Algorithm to match pairs from two sets

Question

I have two sets, each set is a listing of a pair of numbers

Set1 =[(x1, y1), (x2, y2), ..., (xN, yN)]
Set2 =[(a1, b1), (a2, b2), ..., (aN, bN)]

If plotted on an XY plane, Set1 and Set2 have the same basic shape, however the data points of set2 are a rotated/translated/scaled/noisy/skewed version of set1. The ordering of the pairs within each set is random. Is there an efficient way to determine which points in set1 correspond to their counterparts in set2?

Answer 1

You are looking for a family of algorithms that try to minimize the difference between two point clouds. This is a fairly hard problem to solve and there can be multiple solutions (for example, if you were given two cubes, there are many possible rotations that work).
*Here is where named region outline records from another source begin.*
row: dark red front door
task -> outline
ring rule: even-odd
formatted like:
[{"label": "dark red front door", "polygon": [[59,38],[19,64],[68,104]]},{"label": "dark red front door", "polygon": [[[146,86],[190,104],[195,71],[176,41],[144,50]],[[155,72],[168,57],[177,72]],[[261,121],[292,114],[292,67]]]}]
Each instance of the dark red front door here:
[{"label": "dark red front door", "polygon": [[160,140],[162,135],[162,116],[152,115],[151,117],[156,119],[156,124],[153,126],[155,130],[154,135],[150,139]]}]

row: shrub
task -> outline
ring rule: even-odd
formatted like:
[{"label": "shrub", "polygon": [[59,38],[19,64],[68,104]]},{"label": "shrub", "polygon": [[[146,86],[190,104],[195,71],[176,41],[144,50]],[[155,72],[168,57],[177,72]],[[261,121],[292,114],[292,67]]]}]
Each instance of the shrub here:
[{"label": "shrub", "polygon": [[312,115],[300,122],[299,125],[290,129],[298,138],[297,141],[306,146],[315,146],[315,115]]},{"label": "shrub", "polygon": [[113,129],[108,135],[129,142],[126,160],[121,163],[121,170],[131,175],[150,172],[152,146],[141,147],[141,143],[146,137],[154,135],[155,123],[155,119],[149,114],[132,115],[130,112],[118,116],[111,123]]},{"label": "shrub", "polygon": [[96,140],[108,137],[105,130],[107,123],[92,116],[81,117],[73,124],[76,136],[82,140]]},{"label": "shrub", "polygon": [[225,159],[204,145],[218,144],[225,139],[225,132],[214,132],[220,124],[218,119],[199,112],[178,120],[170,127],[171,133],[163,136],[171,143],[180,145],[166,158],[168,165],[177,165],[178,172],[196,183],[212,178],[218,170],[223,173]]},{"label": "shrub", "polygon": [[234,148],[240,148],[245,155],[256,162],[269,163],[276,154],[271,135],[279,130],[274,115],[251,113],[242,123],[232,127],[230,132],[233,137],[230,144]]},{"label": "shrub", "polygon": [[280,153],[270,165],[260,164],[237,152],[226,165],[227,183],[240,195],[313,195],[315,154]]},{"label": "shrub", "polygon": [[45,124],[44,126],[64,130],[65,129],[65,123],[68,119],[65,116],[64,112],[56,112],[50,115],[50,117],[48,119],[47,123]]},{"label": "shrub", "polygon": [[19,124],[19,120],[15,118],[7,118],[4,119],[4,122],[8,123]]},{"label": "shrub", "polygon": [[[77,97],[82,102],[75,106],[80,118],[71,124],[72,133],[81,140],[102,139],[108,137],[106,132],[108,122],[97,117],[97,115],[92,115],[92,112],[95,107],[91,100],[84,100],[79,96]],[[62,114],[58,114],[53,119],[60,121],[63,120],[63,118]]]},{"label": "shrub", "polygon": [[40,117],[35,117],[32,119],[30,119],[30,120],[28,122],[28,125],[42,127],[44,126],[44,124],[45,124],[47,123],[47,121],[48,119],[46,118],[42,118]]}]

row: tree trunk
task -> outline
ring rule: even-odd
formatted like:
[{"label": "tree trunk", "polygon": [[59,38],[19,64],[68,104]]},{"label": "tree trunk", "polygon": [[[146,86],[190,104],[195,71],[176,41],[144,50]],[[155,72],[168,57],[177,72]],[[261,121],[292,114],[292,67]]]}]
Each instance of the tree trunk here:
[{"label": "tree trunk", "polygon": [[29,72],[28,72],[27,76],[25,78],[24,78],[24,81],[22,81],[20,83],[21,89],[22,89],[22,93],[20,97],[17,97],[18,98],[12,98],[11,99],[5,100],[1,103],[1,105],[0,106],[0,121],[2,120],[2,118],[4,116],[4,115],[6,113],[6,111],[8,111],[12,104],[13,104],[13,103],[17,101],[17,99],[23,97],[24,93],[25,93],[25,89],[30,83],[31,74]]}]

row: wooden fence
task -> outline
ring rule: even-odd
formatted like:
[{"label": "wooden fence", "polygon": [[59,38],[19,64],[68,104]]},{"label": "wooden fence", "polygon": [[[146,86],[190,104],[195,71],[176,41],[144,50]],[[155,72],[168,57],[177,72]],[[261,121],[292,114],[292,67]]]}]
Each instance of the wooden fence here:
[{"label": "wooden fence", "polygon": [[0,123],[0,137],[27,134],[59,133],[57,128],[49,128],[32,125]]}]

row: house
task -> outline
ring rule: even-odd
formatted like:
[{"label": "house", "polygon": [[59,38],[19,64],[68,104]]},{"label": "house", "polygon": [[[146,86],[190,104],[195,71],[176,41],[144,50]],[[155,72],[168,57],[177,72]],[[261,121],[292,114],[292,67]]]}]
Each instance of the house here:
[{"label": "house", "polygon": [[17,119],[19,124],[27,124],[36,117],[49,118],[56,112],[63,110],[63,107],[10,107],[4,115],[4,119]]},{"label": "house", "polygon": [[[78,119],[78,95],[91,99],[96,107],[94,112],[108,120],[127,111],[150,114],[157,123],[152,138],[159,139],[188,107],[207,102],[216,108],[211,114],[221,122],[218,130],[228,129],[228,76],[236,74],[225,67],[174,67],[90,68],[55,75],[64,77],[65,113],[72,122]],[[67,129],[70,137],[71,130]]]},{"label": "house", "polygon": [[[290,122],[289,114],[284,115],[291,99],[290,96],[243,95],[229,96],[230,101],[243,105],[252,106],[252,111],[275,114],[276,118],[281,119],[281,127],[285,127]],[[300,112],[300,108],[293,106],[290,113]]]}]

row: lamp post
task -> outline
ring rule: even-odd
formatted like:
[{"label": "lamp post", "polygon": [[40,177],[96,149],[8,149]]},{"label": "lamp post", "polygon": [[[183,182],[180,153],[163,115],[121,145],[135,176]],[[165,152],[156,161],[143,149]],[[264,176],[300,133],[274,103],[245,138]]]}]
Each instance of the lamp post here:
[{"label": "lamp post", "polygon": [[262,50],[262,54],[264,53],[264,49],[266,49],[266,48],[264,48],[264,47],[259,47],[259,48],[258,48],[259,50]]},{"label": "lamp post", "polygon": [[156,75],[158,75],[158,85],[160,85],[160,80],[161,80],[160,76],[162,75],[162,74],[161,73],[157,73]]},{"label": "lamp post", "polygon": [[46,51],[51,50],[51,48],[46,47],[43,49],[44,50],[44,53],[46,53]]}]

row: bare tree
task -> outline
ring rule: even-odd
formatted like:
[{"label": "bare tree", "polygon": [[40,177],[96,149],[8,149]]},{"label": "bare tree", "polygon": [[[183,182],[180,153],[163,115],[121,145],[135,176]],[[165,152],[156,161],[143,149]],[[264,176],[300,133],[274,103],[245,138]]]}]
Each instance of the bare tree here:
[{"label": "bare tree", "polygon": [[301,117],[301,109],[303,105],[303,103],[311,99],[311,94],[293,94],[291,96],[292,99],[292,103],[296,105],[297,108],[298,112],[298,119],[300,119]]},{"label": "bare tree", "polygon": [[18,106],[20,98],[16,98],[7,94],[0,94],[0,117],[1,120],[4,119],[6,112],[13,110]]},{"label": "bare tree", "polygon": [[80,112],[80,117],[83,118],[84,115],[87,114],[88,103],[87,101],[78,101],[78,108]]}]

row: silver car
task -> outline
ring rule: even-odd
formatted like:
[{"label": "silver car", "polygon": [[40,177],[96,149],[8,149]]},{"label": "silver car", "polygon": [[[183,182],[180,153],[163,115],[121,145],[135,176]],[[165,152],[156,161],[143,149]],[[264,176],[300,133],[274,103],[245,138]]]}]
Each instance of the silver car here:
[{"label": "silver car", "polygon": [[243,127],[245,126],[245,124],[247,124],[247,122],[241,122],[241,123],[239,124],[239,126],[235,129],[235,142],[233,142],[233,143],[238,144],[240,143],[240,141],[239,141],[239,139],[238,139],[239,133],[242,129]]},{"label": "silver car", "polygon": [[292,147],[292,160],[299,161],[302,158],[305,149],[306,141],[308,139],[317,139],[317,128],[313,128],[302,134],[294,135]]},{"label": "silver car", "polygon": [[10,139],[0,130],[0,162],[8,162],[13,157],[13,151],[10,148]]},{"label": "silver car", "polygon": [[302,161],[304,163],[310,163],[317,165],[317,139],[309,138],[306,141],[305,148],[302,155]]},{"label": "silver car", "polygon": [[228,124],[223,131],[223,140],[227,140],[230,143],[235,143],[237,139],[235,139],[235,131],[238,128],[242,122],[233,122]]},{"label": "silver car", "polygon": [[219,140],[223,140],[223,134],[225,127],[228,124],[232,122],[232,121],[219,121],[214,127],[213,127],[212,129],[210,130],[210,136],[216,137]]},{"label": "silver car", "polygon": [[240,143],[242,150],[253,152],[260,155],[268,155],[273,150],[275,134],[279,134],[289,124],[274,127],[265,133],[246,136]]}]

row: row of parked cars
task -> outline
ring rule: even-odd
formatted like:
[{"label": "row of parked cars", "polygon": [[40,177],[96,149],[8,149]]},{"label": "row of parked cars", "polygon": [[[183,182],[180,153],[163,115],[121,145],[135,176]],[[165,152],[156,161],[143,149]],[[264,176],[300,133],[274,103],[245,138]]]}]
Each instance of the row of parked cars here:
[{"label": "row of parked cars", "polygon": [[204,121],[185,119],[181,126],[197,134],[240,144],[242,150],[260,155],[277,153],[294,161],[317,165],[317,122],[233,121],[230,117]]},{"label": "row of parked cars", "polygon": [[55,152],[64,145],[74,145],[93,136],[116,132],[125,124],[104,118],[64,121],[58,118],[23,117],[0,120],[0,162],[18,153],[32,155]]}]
One particularly popular approach is the ICP (iterative closest point) algorithm, which starts with a candidate guess and continuously refines it until some correctness criterion is reached or time expires. It might be a good starting point to check out.

Hope this helps!

Answer 2

Yes, assuming only Rotations, Scalings and Translations this can be done (except for the "noise" and "skew" part, that I'm not sure about).

One approach:

1. Determine the Centroid (2D mean) of each set.
2. Determine the Least-Squares (2D) slope of each set.
3. Determine the 2D Variance of each set.
4. Remap the first set, using the Centroid difference to Translate, the Slope differences to Rotate(*) and the Variance differences to Scale, so that both sets now have the same Centroid, Slope and Variance.
5. Sort both sets and then compare the points for equality/similarity. (Alternately, you can do an RSM (root-mean-square) difference between them as a measure of "noise"/difference).

(*-Note that Reflections and/or symmetries can cause problems with the Rotation part.)